There are a lot of great monitors on the market and the Asus ROG Strix XG27VQ is one such example. Gamers looking for a well-featured yet not-too-expensive monitor should keep this one on their radar, as it ticks a lot of boxes for an entry-level high-refresh experience.
What boxes in particular? Well, the XG27VQ uses a VA LCD panel, so we’re seeing a fantastic contrast ratio and excellent viewing angles. It supports a maximum refresh rate of 144Hz, and includes support for AMD’s FreeSync variable refresh technology (with LFC).
It may only be a 1080p display, but I feel that 1080p 144Hz is better than 1440p 60Hz at this price point for most gamers. It even includes a backlight strobing technology, Asus’ ELMB, to remove blur in high-motion games.
The design of the monitor isn’t for everyone, and as someone that generally appreciates minimalist aesthetics, it didn’t really satisfy my needs. Like everything in Asus’ ROG line-up, the XG27VQ comes with a heavy dose of ‘gamer style’, and while bezels are slim enough, the rest of the build is rather chunky. At least you get a height adjustable stand and an easy-to-use on-screen display.
This is one of Asus’ first monitors with Aura RGB lighting on the rear, and I just don’t get why Asus included this feature. It’s not visible during normal usage, so it strikes me as rather pointless. It doesn’t surprise me that monitors are starting to get RGB lighting, though, as RGB is all the rage these days.
As for color performance, the XG27VQ is unremarkable out of the box, though not terrible and surprisingly close to the ideal color temperature. On-screen display calibration can’t do much to fix the problem, but with a calibration tool I was able to achieve fantastic results. The only main downside here is 95% sRGB coverage, rather than an ideal 100%, but I think the monitor still looks fantastic when calibrated regardless.

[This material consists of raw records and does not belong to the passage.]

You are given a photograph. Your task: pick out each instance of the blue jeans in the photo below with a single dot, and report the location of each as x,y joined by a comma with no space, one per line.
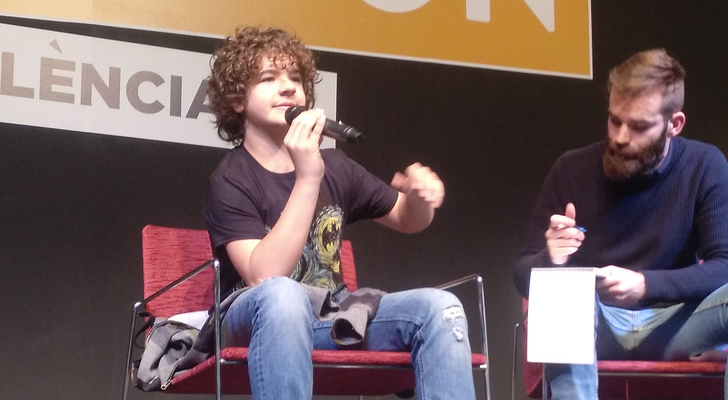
275,320
673,333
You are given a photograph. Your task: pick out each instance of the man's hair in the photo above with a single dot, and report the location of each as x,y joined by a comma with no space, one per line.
236,66
647,71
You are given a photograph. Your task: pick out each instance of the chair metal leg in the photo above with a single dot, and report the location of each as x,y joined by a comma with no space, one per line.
218,361
127,372
544,383
514,360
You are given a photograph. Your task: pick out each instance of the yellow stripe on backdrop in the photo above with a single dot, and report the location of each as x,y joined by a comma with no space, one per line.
539,36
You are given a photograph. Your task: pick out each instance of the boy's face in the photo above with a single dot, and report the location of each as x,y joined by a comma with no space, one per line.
277,88
636,135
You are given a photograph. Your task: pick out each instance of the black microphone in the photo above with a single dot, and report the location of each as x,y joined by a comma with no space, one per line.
332,129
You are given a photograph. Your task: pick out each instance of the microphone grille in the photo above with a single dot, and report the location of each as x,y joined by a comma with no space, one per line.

27-inch 1080p 144Hz monitors tend to start around the $300 mark, so the XG27VQ’s $350 price point is reasonable. My main concern is you can get the MSI Optix G27C, with near-identical specs on paper, for $50 less, though we haven’t tested the MSI offering. In any case, the XG27VQ is a great option for those that want an entry-level high-refresh monitor and enjoy the aesthetics of Asus' ROG line.
Pros: 144Hz refresh rate, FreeSync support, ELMB, VA panel. Respectable color performance that’s easily calibratable. Accessible on-screen controls.
Cons: RGB lighting makes no sense. ‘Gamer’ design isn’t for everyone.